You will use the skeleton code which comes with a freebies, namely the registers, instruction memory and data memory.
These are contained in the files Registers.scala, Dmem.scala and Imem.scala
Getting started
In order to make a correct design in a somewhat expedient fashion you need to be methodical!
This means you should have a good idea of how your processor should work before you start writing code. While chisel is more pleasent to work with than other HDLs the bricoleur approach is not recommended.
My recommended approach is therefore to create a sketch of your processor design. Start with an overall sketch showing all the components, then drill down. In your sketch you will eventually add a box for registers, IMEM and DMEM, which should make it clear how the already finished modules fit into the grander design, making the skeleton-code less mysterious.
Next, your focus should be to get the simplest possible program to work, a program
that simply does a single add operation.
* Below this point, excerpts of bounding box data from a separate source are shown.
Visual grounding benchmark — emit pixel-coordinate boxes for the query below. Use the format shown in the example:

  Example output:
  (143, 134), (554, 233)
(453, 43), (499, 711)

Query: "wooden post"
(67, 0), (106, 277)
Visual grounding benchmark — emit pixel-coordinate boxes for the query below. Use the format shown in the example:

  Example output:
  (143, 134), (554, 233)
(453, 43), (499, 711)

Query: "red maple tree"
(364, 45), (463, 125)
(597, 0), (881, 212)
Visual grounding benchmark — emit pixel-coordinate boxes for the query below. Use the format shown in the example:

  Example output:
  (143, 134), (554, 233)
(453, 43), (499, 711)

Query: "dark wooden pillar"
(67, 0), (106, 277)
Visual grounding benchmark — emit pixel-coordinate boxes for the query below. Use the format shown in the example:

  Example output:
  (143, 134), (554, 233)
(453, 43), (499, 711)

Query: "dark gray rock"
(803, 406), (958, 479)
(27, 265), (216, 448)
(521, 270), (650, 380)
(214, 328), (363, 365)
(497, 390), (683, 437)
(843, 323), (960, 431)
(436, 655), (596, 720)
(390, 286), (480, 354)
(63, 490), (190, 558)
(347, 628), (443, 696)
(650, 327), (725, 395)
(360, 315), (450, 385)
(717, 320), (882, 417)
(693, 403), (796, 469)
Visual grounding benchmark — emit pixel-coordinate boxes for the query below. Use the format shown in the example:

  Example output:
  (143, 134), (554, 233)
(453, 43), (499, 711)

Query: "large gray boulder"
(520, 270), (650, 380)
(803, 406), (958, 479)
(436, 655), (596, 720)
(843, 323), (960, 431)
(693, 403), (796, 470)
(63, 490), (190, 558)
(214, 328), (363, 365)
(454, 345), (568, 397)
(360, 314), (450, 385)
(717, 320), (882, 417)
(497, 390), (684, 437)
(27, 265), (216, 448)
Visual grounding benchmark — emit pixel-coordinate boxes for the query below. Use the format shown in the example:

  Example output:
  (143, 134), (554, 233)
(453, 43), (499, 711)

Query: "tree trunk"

Info is progressively being omitted in the
later steps, after all brevity is ~the soul of~ wit
Step 0: In order to verify that the project is set up properly, open sbt in your project root by typing ./sbt (or simply sbt if you already use scala). sbt, which stands for scala build tool will provide you with a repl where you can compile and test your code.
The initial run will take quite a while to boot as all the necessary stuff is downloaded.
Step ¼: In your console, type `compile` to verify that everything compiles correctly.
Step ½: In your console, type `test` to verify that the tests run, and that chisel can correctly build your design. This command will unleash the full battery of tests on you.
Step ¾: In your console, type `testOnly FiveStage.SelectedTests` to run only the tests that you have defined in the testConf.scala file. In the skeleton this will run the simple add test only, but you should alter this manifest as you build your processor to run more complex tests as a stopgap between running single tests and the full battery.
Be aware that chisel will make quite a lot of noise during test running. I'm not aware of a good way to get rid of this sadly.
Step 1: In order to do this, your processor must be able to select new instructions, so in your IF.scala you must increment the PC.
Step 2: Next, the instruction must be forwarded to the ID stage, so you will need to add the instruction to the io part of InstructionFetch as an output.
Step 3: Your ID stage must take in an instruction in its io bundle, and decode it. In the skeleton code a decoder has already been instantiated in the InstructionDecode module, but it is given a dummy instruction. Likewise, you must ensure that the register gets the relevant data. This can be done by using the instruction class methods (TopLevelSignals.scala) which lets us access the relevant part of the instruction with the dot operator. For instance:
myModule.io.funct6 := io.instruction.funct6drives funct6 of `myModule` with the 26th to 31st bit of `instruction`.
Step 4: Your IF should now have an instruction as an OUTPUT, and your ID as an INPUT, however they are not connected. This must be done in the CPU class where both the ID and IF are instantiated.
Step 4½: You should now verify that the correct control signals are produced. Using printf, ensure that:
- The program counter is increasing in increments of 4
- The instruction in ID is as expected
- The decoder output is as expected
- The correct operands are fetched from the registers
Step 5: You will now have to create the EX stage. Use the structure of the IF and ID modules to guide you here. In your EX stage you should have an ALU, preferrable in its own module a la registers in ID. While the ALU is hugely complex, it's very easy to describle in hardware design languages! Using the same approach as in the decoder should be sufficient:
val ALUopMap = Array(
ADD -> (io.op1 + io.op2),
SUB -> (io.op1 - io.op2),
...
)
io.aluResult := MuxLookup(0.U(32.W), io.aluOp, ALUopMap)Step 6: Your MEM stage does very little when an ADD instruction is executed, so implementing it should be easy
Step 7: You now need to actually write the result back to your register bank. This should be handled at the CPU level. If you sketched your processor already you probably made sure to keep track of the control signals for the instruction currently in WB, so writing to the correct register address should be easy for you ;)
Step 8: Ensure that the simplest add test works, give yourself a pat on the back, you've just found the corner pieces of the puzzle, so filling in the rest is "simply" being methodical.